Central to that team is JKARRI, her longtime co-producer. Their synergy shapes her eclectic catalogue. “There will be eras when you’re the expert and others where you really need to learn”.
She dreams of future collaborations as well, citing Oscar Sheller as a kindred innovator. And she still can’t believe the co-signs she has received from major artists. When SZA liked an Instagram video featuring her song On Ur Time, (where Natanya name drops the Kill Bill songstress in the lyrics) she was “shocked.” “Then Tyler [, The Creator] followed me. I cried in my kitchen for 2 hours… I really look up to them both”.
She speaks about SZA with reverence. “CTRL was honest to the tiniest detail”. She highlights the song Awkward, comparing its writing to Amy Winehouse: “The micro-concept of using intimacy to figure out if it’s just friends or more… That was gold to me”.Her own writing aims for that level of emotional anthropology. In her song Jezebel, she reimagines the biblical figure as a dazzling, conflicted woman chasing stardom.“I’ve always been both shy and flamboyant… When my music began to gain some recognition, I felt the pressure from everyone around me”.

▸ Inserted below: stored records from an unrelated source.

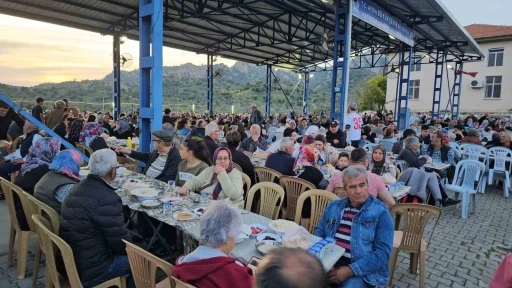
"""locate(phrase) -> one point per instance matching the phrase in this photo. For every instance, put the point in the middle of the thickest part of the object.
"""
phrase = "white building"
(489, 91)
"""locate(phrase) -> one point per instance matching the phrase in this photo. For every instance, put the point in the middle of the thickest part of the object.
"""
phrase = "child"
(342, 161)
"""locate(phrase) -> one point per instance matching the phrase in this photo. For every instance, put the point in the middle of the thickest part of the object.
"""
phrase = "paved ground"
(463, 252)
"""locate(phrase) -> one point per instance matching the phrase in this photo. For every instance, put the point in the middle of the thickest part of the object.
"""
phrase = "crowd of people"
(209, 154)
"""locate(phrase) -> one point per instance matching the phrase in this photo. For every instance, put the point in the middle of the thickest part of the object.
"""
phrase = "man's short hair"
(291, 268)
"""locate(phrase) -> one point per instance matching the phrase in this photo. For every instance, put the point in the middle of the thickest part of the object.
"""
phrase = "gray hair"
(352, 172)
(220, 222)
(285, 143)
(59, 104)
(102, 162)
(409, 142)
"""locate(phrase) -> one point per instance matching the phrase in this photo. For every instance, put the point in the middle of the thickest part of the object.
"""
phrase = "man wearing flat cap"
(162, 163)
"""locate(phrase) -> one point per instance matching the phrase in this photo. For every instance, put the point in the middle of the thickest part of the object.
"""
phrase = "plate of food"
(184, 216)
(269, 236)
(282, 226)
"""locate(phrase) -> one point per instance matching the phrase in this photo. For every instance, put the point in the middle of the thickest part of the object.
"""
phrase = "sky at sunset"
(33, 52)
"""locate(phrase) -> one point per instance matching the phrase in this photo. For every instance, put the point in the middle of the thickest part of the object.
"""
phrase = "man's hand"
(340, 274)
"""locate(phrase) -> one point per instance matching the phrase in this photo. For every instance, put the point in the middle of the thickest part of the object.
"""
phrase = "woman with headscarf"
(90, 136)
(221, 181)
(379, 164)
(36, 165)
(55, 185)
(123, 129)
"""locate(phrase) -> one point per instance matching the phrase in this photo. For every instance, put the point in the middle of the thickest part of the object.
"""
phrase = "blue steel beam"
(150, 71)
(438, 83)
(116, 54)
(209, 84)
(345, 39)
(268, 90)
(31, 118)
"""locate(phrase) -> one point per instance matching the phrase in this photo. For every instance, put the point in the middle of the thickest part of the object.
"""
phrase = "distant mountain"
(184, 85)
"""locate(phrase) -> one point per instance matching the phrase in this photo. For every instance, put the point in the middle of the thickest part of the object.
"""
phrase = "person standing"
(353, 125)
(37, 110)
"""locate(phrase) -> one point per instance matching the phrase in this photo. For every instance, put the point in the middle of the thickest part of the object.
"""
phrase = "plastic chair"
(293, 188)
(52, 245)
(466, 173)
(264, 174)
(410, 239)
(144, 266)
(9, 190)
(271, 197)
(500, 155)
(37, 208)
(319, 200)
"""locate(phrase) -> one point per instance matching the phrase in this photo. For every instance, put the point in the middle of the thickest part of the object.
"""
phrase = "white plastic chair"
(466, 173)
(500, 155)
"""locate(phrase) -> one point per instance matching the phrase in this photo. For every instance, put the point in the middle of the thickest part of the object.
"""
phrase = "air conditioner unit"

Back at the piano, the word “Jezebel” arrived first. “I wondered how every woman who’s been labelled negatively got there… I wanted to mimic them all and show them how absurd their standards were”. Her favourite lyric – “Don’t hit me crying in the middle of the night / Just take the golden knife / I wish I had your life” – captures the envy, projection, and patriarchal judgment women face.
Looking ahead to 2026, she promises multidimensional storytelling that will both align and depart from her previous material, striving to leave a legacy as enduring as the artists who shaped her. She remembers spending days studying Michael Jackson videos and is determined to become a reference for a new generation of upstarts.
To her fans, she offers a poignant message: “Continue to be who you are. It doesn’t pay to fight against yourself. I love you all and I’m excited for the rest of the journey ”.